How would I go about starting this problem? I know that the procedure is relatively simple but I am beyond rusty and second guess myself too much.

Any help would be greatly appreciated
gedies @ gmail (dot) com

Hi = 500

Vi = +14

v = Vi - 9.8 t
v = 14 - 9.8 t
at top, v = 0
so at top
t = 14/9.8

h = Hi + Vi t - (9.8/2) t^2
so for example max height is
h = 500+14 (14/9.8)-(9.8/2)(14^2)/9.8^2
or
h = 500 + (1/2)(14^2)/9.8 at top

To find the velocity (v(t)) of the payload released from the hot-air balloon at any time (t), you can use the basic principles of kinematics.

The key equation that relates velocity, time, and acceleration is: v(t) = v₀ + a*t, where v₀ is the initial velocity, a is the acceleration, and t is the time.

In this case, the initial velocity of the payload is the same as the velocity of the hot-air balloon, which is rising at a rate of 14 m/s. Consequently, v₀ = 14 m/s.
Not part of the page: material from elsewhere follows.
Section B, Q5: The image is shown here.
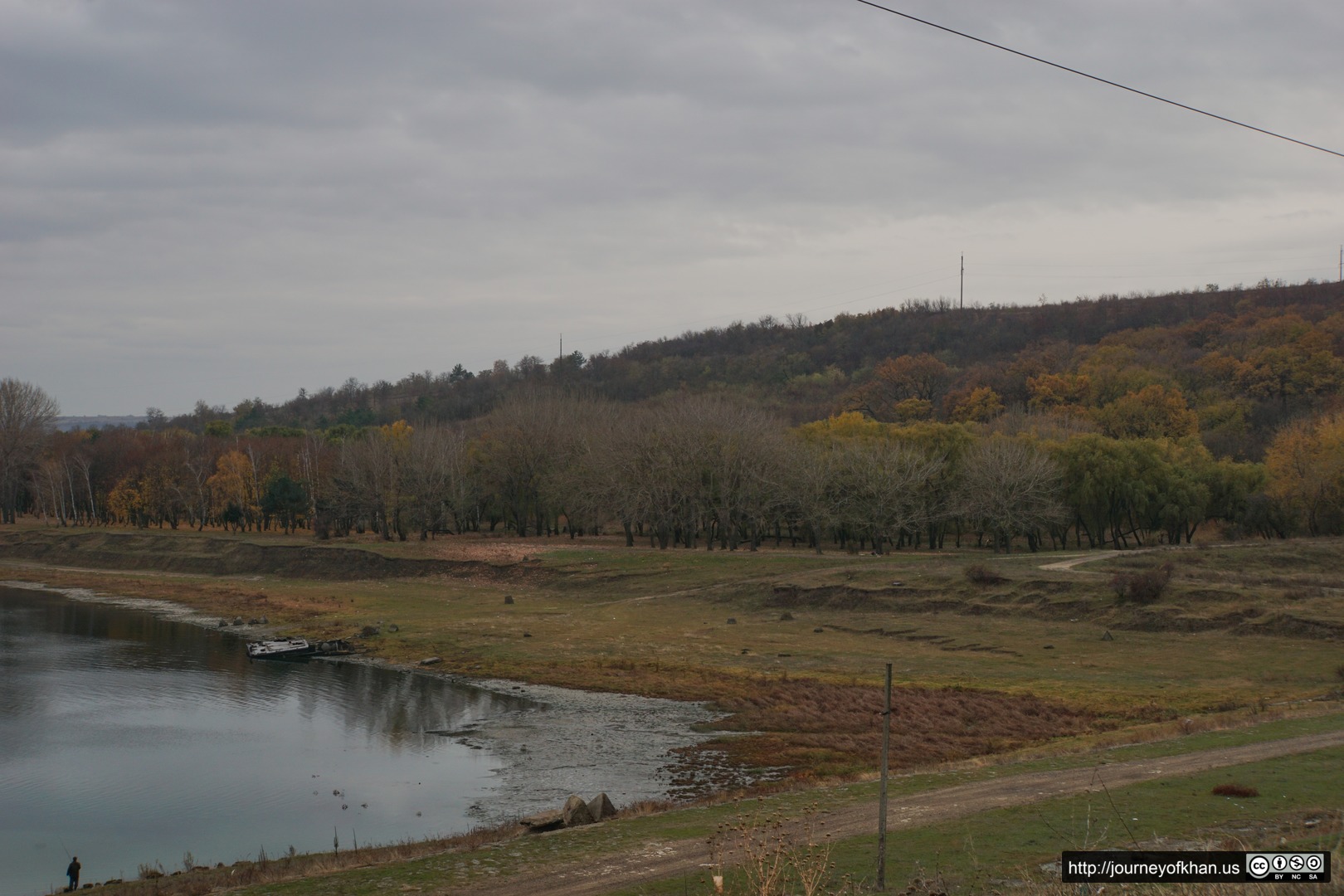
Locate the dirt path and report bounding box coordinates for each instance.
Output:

To determine the acceleration (a) of the payload, you need to consider the forces acting on it. At any given time, the only force acting on the payload is gravity, which causes it to accelerate downwards at a rate of 9.8 m/s².
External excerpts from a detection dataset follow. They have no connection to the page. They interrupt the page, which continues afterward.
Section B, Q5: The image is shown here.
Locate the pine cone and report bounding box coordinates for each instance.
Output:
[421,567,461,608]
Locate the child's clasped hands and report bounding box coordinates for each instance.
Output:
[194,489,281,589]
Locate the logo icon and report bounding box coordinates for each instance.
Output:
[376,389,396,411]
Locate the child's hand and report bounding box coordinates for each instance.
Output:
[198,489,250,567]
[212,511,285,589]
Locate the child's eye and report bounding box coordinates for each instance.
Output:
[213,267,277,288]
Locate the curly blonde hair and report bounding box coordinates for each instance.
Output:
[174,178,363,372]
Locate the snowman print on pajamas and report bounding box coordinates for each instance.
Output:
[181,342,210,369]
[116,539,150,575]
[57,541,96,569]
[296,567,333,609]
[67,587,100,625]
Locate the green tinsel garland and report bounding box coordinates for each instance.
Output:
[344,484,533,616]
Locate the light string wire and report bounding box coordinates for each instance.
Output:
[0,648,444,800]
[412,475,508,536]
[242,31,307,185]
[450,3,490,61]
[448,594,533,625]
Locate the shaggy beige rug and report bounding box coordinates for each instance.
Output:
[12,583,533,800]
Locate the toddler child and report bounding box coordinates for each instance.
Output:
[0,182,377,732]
Thus, a = -9.8 m/s² (negative because it acts in the opposite direction to the positive direction of motion).

Now that you have the values of v₀ and a, you can substitute them into the equation v(t) = v₀ + a*t.

v(t) = 14 - 9.8*t

This equation gives you the velocity of the payload at any time (t), where time starts from when the payload is released.